The Von Mises Truss is an example of a structure that is susceptible to snap-through buckling, as such is not correctly modelled by a linear eigenvalue buckling analysis, and we must instead use the more general non-linear eigenvalue buckling analysis (what is the difference?).

In this example we’ll model the truss in Figure 1 with the dimensions $$H = 1.0\textrm{ m}$$ and $$L = 5.0\textrm{ m,}$$ and an axial stiffness $$EA = 1280\textrm{ MN}$$. In the table below, we compare the predicted buckling load from both the linear and non-linear eigenvalue analyses:

Linear 19111 kN
Non-linear 3790 kN

We can see from the table that if we’d naively used the linear buckling analysis we’d’ve overestimated the capacity by a factor of 5!

The critical load is found by running a displacement controlled non-linear analysis and looking for the peak load before the snap-through (see Figure 3).

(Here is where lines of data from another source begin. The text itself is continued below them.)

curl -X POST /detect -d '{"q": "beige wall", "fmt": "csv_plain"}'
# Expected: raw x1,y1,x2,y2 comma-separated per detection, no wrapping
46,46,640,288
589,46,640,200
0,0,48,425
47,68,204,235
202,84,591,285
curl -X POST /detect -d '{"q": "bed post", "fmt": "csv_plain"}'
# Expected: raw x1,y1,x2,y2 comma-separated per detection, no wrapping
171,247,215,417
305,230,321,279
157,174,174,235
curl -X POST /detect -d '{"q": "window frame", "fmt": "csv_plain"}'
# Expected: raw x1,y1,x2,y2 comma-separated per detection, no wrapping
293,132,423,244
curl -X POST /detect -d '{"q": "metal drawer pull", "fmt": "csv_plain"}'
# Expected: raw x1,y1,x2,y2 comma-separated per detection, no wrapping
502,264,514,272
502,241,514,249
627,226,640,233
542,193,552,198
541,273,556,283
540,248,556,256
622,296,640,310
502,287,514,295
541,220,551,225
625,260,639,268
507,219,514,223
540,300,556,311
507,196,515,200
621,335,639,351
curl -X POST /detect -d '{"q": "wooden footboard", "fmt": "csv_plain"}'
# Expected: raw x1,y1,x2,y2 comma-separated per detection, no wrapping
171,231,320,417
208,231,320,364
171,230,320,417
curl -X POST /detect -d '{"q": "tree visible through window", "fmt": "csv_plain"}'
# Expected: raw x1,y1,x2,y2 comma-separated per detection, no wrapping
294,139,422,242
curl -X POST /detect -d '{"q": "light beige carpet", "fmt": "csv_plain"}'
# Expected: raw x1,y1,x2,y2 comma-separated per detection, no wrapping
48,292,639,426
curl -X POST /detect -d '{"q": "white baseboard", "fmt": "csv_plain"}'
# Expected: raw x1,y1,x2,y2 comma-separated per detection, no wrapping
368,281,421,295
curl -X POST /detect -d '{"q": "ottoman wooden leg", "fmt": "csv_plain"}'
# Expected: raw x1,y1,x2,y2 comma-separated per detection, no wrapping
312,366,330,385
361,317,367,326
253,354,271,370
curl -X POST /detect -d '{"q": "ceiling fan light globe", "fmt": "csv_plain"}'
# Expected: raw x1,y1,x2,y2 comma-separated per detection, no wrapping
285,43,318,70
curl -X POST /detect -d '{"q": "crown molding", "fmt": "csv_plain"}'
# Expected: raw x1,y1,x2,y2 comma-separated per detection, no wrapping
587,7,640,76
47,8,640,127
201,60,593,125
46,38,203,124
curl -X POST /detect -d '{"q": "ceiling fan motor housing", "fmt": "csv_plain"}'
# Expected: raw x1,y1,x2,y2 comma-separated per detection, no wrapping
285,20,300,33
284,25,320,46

The dashed line shows where the snap-through occurs.

We can then investigate the non-linear eigenvalues around the critical load to find the point they go to zero (see Figure 4).

We can compare these numerical results to the theoretical results described by Bazant in Stability of Structures (Equation 4.4.5).

Bazant showed that the critical rotation can be described by the equation:

$\cos q_{0} = (\cos \alpha)^{\frac{1}{3}}$

where $$q_{0}$$ and $$\alpha$$ are defined on Figures 1 and 5. This can be transformed in terms of the critical deflection (see derivation):

$\delta_{crit} = H - L \sqrt{ \Biggl( \frac{H^{2}}{L^{2}} + 1 \Biggr)^{\frac{1}{3}} - 1}$

where $$\delta_{crit}$$, $$H$$ and $$L$$ are as defined on Figures 1 and 5. Plugging the numbers into this equation for our model, $$H = 1.0\textrm{ m}$$ and $$L = 5.0\textrm{ m}$$, we find the predicted critical displacement to be $$\delta_{crit} = 426.4\textrm{ mm}$$, which matches the peak of our load-displacement curve in Figure 3.